OBJECTIVE: Neurodegenerative conditions often manifest radiologically with the appearance of premature aging. Multiple sclerosis (MS) biomarkers related to lesion burden are well developed, but measures of neurodegeneration are less well-developed. The appearance of premature aging quantified by machine learning applied to structural MRI assesses neurodegenerative pathology. We assess the explanatory and predictive power of "brain age" analysis on disability in MS using a large, real-world dataset. METHODS: Brain age analysis is predicated on the over-estimation of predicted brain age in patients with more advanced pathology. We compared the performance of three brain age algorithms in a large, longitudinal dataset (>13,000 imaging sessions from >6,000 individual MS patients). Effects of MS, MS disease course, disability, lesion burden, and DMT efficacy were assessed using linear mixed effects models. RESULTS: MS was associated with advanced predicted brain age cross-sectionally and accelerated brain aging longitudinally in all techniques.

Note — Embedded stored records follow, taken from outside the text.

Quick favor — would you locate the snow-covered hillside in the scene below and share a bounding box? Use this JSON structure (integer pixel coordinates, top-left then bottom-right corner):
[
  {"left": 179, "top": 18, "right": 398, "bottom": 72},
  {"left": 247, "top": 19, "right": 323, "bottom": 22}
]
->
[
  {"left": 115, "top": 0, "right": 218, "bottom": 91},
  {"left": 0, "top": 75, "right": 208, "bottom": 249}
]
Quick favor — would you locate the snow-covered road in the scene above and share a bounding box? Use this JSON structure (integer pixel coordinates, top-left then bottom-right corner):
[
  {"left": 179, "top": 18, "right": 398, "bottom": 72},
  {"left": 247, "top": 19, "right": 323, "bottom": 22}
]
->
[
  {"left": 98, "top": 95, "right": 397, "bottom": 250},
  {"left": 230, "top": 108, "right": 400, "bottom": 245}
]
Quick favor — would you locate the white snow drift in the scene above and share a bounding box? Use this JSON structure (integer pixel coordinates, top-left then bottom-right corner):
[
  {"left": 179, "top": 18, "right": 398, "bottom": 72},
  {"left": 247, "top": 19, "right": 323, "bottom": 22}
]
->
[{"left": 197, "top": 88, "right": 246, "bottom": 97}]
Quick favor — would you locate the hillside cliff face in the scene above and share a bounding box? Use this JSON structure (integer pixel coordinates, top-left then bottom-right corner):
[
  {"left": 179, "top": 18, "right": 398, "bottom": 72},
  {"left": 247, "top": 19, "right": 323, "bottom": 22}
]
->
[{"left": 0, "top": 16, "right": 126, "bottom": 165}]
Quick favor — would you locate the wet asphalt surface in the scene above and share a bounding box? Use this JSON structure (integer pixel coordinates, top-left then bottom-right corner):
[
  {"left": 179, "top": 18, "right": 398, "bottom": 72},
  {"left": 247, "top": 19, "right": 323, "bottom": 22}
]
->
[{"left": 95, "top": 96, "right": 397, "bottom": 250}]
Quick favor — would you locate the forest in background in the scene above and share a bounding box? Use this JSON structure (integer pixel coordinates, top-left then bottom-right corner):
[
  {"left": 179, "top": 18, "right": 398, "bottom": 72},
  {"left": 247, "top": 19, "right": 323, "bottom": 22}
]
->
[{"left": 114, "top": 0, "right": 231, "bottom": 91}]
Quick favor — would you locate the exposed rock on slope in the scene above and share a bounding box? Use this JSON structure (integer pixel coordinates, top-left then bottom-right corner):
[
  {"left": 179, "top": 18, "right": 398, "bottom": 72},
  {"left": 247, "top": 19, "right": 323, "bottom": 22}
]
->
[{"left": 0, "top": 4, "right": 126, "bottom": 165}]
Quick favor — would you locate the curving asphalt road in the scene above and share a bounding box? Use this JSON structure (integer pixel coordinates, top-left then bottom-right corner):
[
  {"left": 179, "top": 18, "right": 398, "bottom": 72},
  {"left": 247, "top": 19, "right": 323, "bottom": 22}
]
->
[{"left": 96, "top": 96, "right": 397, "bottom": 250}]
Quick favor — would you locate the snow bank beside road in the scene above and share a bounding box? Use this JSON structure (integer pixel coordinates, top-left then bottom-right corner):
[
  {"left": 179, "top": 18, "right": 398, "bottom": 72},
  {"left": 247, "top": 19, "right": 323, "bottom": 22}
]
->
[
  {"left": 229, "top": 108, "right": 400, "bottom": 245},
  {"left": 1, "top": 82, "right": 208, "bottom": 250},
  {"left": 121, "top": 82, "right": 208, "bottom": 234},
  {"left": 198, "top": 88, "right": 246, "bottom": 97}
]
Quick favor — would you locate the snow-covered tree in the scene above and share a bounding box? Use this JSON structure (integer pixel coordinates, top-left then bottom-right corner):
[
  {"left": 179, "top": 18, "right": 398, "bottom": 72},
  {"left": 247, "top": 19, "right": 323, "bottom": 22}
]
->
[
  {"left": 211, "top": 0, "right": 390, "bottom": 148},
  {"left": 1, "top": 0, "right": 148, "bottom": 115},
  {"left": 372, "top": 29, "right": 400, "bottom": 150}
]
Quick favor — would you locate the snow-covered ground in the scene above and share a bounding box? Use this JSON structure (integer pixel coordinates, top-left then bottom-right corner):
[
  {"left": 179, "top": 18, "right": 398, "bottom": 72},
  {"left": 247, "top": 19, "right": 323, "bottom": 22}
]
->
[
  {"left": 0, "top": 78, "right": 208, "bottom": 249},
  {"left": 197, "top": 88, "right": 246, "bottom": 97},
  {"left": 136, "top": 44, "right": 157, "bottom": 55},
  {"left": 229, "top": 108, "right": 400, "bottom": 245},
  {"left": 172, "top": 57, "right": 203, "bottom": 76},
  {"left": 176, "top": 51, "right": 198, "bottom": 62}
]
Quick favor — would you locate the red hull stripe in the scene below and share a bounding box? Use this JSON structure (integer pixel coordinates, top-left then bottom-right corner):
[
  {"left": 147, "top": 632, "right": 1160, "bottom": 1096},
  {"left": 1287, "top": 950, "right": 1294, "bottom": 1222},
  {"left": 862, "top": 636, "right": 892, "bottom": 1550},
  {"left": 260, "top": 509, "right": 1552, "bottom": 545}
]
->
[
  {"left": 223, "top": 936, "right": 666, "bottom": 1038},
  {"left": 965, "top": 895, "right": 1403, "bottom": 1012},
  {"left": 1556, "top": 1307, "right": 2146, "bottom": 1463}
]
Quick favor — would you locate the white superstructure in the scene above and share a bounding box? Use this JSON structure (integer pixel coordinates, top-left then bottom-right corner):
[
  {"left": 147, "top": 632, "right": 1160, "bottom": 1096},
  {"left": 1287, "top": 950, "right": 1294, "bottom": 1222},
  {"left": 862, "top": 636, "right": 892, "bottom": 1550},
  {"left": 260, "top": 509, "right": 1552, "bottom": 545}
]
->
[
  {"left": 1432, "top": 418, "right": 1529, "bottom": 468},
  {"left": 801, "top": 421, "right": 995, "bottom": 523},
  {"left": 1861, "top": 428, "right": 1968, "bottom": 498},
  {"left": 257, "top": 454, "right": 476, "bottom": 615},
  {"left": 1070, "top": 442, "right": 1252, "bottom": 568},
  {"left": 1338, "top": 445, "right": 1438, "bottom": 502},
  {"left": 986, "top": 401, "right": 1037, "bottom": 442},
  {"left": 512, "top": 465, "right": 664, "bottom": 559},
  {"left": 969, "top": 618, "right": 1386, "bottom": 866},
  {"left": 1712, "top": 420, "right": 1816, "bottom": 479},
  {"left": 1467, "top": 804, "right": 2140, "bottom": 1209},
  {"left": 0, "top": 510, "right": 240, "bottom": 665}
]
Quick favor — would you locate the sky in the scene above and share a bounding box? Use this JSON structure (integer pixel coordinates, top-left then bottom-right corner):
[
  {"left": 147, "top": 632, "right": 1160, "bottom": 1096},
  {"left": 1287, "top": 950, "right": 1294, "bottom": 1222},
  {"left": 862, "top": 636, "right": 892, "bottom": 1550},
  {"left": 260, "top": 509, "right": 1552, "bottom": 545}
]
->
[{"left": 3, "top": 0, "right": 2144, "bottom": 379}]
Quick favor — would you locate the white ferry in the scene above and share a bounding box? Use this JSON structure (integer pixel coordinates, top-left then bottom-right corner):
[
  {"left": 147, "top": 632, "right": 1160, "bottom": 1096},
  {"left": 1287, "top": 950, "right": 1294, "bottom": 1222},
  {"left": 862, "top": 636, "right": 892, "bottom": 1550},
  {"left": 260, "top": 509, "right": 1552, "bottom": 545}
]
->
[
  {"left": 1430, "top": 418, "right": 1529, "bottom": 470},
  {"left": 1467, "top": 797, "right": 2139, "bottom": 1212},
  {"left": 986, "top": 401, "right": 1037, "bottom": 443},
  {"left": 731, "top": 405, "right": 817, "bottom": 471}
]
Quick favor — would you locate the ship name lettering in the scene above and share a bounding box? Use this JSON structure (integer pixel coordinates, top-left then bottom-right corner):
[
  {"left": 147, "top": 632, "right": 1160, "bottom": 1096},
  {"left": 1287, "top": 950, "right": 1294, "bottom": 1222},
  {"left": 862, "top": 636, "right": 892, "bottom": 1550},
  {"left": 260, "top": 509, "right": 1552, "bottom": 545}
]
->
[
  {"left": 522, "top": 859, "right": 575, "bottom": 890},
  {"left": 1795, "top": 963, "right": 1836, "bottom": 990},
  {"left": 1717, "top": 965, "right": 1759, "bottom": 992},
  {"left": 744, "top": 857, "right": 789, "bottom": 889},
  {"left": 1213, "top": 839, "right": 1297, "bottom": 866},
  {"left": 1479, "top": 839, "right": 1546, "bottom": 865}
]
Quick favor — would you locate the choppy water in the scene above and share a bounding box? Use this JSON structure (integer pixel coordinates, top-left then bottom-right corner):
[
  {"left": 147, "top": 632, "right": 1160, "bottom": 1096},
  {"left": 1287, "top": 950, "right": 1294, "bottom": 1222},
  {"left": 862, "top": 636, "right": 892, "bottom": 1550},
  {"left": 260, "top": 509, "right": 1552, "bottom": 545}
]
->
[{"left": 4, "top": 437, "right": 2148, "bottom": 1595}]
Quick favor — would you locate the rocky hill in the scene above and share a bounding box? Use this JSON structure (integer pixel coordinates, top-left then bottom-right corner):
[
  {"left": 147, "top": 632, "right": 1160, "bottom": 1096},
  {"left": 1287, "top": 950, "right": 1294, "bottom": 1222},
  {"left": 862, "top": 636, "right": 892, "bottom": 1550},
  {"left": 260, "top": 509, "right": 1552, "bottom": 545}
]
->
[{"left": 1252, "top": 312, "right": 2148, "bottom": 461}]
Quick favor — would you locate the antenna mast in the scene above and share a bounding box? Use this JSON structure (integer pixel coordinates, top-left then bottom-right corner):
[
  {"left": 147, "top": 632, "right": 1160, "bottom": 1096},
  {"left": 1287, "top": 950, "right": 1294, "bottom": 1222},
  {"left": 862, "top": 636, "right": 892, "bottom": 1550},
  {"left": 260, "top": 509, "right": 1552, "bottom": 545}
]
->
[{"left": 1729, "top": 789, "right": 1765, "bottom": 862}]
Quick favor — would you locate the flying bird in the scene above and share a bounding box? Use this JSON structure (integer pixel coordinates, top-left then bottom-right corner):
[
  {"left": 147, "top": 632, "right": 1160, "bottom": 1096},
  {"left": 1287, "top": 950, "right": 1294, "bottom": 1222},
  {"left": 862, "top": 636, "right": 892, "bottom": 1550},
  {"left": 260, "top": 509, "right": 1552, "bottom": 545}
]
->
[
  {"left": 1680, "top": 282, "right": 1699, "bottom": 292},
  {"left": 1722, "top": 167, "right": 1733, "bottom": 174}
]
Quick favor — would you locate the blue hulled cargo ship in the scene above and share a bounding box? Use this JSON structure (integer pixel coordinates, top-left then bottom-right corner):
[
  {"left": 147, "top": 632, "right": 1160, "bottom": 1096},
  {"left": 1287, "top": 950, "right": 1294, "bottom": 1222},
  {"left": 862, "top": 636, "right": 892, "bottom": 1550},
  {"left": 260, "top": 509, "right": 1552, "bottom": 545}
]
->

While MS disease course (relapsing vs. progressive) did contribute to advanced brain age, disability was the primary correlate of advanced brain age. We found that advanced brain age at study enrollment predicted more disability accumulation longitudinally. Lastly, a more youthful appearing brain (predicted brain age less than actual age) was associated with decreased disability. INTERPRETATION: Brain age is a technically tractable and clinically relevant biomarker of disease pathology that correlates with and predicts increasing disability in MS. Advanced brain age predicts future disability accumulation.